THE AFRICAN AESTHETIC AND THEBE MAGUGU
It began in Africa. In the simple act of throwing on an animal pelt over his or her body to ward off the cold, humanity’s ancestors created “fashion”. 6 million years later, the world takes note of a new voice envisioning our future, complete with the power of the African Aesthetic.
It’s no surprise that the place that brought the world diamonds would also bring us the significant talent of Thebe Magugu, the South African designer who shook the annals of history by becoming the first African to win the very prestigious LVMH Prize. LVMH is the world leader in luxury, and its acknowledgement of Magugu’s creativity and execution is noteworthy in itself.
Like his illustrious peers who operate in the spheres of Art, Music and Media, Magugu is young, black, creatively defining y blessed and the African Aesthetic in ways the world has not expected. The arrival of his name as someone to watch was swift, decisive and propelled by the sheer expansiveness of his talent. A fresh graduate of LISOF School of Fashion, he won the 2015 Africa Fashion International (AFI) Fastrack programme and has been an integral voice in the Woolworths Style By SA capsule collections since 2016.
Magugu presents the deconstruction of the modern African woman’s identity
At the same time he has garnered critical praise and attention with furniture design through a collaboration with industrial designer and craftsman Emile Millward, took the overall prize for curation and fashion content at the International Fashion Showcase, a beneficiary of the British Fashion Council. In the process, Magugu earned praise for his collection earlier this year from none other than Vogue Editor in Chief, Anna Wintour.
Magugu is clear on his goal in designing clothes for women. “I want to make clothes that empower women. His penchant for tailoring is sophisticated in the way that it celebrates the body with nipped in waists that architecturally embellish the feminine silhouette. Swift transitory understandings of garment construction segue from one uncomplete shape to the construction of another in beguiling ways that seem right, but play with scale, volume and asymmetry. It is a heady mix, but observed as a whole, the eye intrinsically recognizes the cleverness interspersed with layering and contrasting use of fabrications.
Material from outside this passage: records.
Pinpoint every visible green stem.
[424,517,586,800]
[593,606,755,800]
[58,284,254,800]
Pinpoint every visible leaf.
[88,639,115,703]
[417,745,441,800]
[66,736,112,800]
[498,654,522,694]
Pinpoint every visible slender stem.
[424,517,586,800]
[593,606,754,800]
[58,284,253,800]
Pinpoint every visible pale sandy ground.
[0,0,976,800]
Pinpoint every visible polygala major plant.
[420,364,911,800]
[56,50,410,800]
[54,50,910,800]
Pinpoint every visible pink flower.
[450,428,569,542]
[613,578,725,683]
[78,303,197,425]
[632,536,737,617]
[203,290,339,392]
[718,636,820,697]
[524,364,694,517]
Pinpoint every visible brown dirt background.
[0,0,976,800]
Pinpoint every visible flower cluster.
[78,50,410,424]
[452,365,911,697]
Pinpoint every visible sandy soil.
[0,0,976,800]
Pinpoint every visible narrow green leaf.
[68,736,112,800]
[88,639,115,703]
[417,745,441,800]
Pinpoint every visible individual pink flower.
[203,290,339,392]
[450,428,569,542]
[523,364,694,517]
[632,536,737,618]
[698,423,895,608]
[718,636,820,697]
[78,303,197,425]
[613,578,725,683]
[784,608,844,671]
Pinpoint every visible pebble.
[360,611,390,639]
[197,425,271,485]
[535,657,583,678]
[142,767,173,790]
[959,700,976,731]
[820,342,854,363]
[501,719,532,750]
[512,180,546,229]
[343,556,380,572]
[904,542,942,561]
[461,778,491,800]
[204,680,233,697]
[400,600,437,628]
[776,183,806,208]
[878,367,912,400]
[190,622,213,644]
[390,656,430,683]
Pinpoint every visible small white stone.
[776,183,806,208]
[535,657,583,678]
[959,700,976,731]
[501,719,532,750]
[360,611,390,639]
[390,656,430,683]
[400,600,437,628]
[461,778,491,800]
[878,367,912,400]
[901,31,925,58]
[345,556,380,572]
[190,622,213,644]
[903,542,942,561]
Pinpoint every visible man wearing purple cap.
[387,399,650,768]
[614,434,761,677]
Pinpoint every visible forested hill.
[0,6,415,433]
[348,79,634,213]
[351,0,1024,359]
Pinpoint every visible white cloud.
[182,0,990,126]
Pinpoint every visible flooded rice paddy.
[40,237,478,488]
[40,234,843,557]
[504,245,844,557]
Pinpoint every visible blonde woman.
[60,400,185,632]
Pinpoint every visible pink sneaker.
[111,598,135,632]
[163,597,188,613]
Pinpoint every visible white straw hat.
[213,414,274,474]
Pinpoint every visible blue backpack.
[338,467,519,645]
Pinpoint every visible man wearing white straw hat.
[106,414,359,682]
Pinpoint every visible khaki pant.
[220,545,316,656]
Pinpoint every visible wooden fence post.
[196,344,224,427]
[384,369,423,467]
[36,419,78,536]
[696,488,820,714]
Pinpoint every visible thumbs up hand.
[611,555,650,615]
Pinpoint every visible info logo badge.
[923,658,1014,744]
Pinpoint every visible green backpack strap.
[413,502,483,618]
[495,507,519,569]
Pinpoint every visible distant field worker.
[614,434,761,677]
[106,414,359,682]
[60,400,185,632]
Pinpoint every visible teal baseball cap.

That being said, the clothes are inherently beautiful and wearable. Intellectually, Magugu presents the deconstruction of the modern African woman’s identity, as she makes her way through the socio-economic and political landscape that is 21st century Africa. Collections are titled after social science subjects and the gender politics are subtly engaged with whilst distilling a postmodern African Aesthetic. It is a dynamic that jousts between the feminine and masculine in a forward looking way, energised by motifs and themes from an Africa rich with a diverse heritage.
Magugu’s creative journey and oeuvre is still young and his imagination has yet to plumb its depths. We know it began it Africa, Thebe Magugu will show us the future too.